Scientism 101: Overlapping Magisteria

The next post in my series on scientism.

Due, I think, to the influence of the religious component of the debate, often there seems to be an impression that having ways of knowing that overlap in their epistemic domains means something for discussions of ways of knowing. Either people take the NOMA stance and try to push hard for the ways of knowing to not overlap, or there ends up being an implicit comment that if the content of one way of knowing overlaps with another you can decide which way of knowing is better based on how it deals with the shared content, arguing that if, say, science and everyday reasoning overlap in their content then you can say that because of the success of one of them at producing true beliefs that that way of knowing is thereby superior to the other.

For the first complaint, it isn’t hard to see looking only at the ways of knowing that I’ve already identified that often ways of knowing will overlap in their domains. As stated above, science and everyday reasoning often overlap, although their domains are not identical. There are things that everyday reasoning will consider — like, say, opinions and preferences — that science will not address at that level, and in general everyday reasoning will not care about the details of atmoic theory. They do impact each other, though, as a scientific result that sharply contradicts everyday reasoning and experience will have to explain why that is, while everyday reasoning is more than happy to adopt scientific results if it helps it to make better judgements about the world. Additionally, philosophy overlaps with pretty much every single way of knowing, since most of them started out as philosophy, and all — for better or for worse — critically involve concepts at some point. So our existing ways of knowing overlap, and yet in general this does not bother anyone.
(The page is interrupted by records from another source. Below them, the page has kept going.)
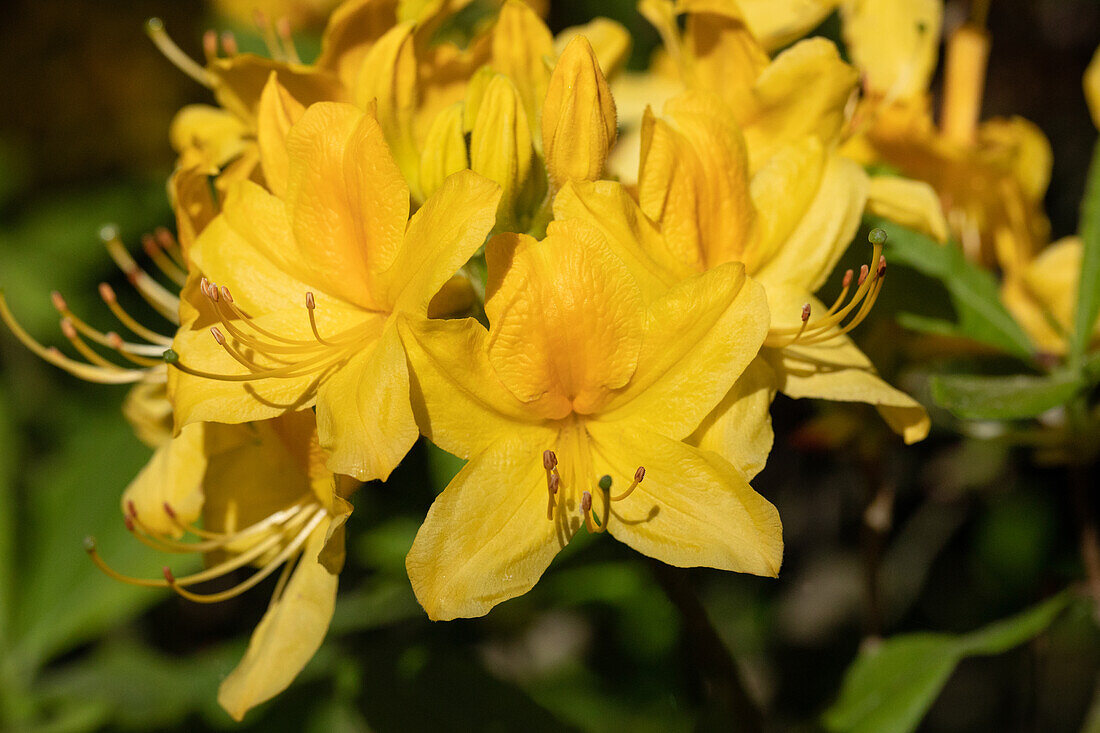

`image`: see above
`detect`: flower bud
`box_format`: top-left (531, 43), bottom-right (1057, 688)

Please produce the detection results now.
top-left (471, 74), bottom-right (542, 229)
top-left (542, 36), bottom-right (617, 192)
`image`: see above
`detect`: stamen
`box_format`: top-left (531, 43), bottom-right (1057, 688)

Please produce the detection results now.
top-left (276, 17), bottom-right (302, 64)
top-left (99, 282), bottom-right (174, 345)
top-left (145, 18), bottom-right (214, 87)
top-left (611, 467), bottom-right (645, 502)
top-left (0, 293), bottom-right (146, 384)
top-left (141, 233), bottom-right (187, 286)
top-left (60, 318), bottom-right (118, 369)
top-left (154, 228), bottom-right (186, 269)
top-left (253, 10), bottom-right (285, 61)
top-left (764, 230), bottom-right (889, 348)
top-left (101, 226), bottom-right (180, 323)
top-left (203, 29), bottom-right (218, 61)
top-left (305, 292), bottom-right (335, 346)
top-left (220, 31), bottom-right (239, 57)
top-left (164, 510), bottom-right (325, 603)
top-left (582, 491), bottom-right (602, 533)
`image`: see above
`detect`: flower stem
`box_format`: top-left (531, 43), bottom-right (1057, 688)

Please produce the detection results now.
top-left (648, 560), bottom-right (765, 732)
Phillosophy allows itself to be informed by science when appropriate, science uses the results of mathematics and conceptual analysis when appropriate, and everyday reasoning is happy to accept anyone’s help as long as it isn’t too much trouble. So the idea that ways of knowing must have completely distinct epistemic domains just doesn’t hold; they can indeed overlap and still be different ways of knowing.

The second complaint, I think, starts to walk us towards the real issue of scientism. What does it mean to say that one way of knowing is better or to be preferred to another? In my answer to Larry Moran, I talk about different ways of knowing and argue that there may be cases where you prefer one over another while not preferring either of them overall. For example, science is very good at getting very true beliefs and not committing to a belief until it has a very strong justification. But doing that is slow. For everyday situations, taking the time to do what would really encompass doing a properly skeptical science isn’t feasible, so you weaken the standards of justification a bit and allow yourself to believe earlier, but still keep mechanisms for correction if it goes wrong. It’s only in relation to what I need that we can determine which way of knowing is better for that situation. Philosophy is even slower at everyday beliefs than science, so you aren’t likely to want to use it to determine those all that often, although it can if it wants to.

But you don’t total up errors or point out successes to decide what way of knowing is appropriate for a specific question. You look at the question and decide what way of knowing you want to use for it. So even if ways of knowing overlap in their epistemic domains, you can’t judge them one against the other on any sort of absolute terms. They all, in fact, produce knowledge, and producing knowledge is as good as you can get when it comes to truth.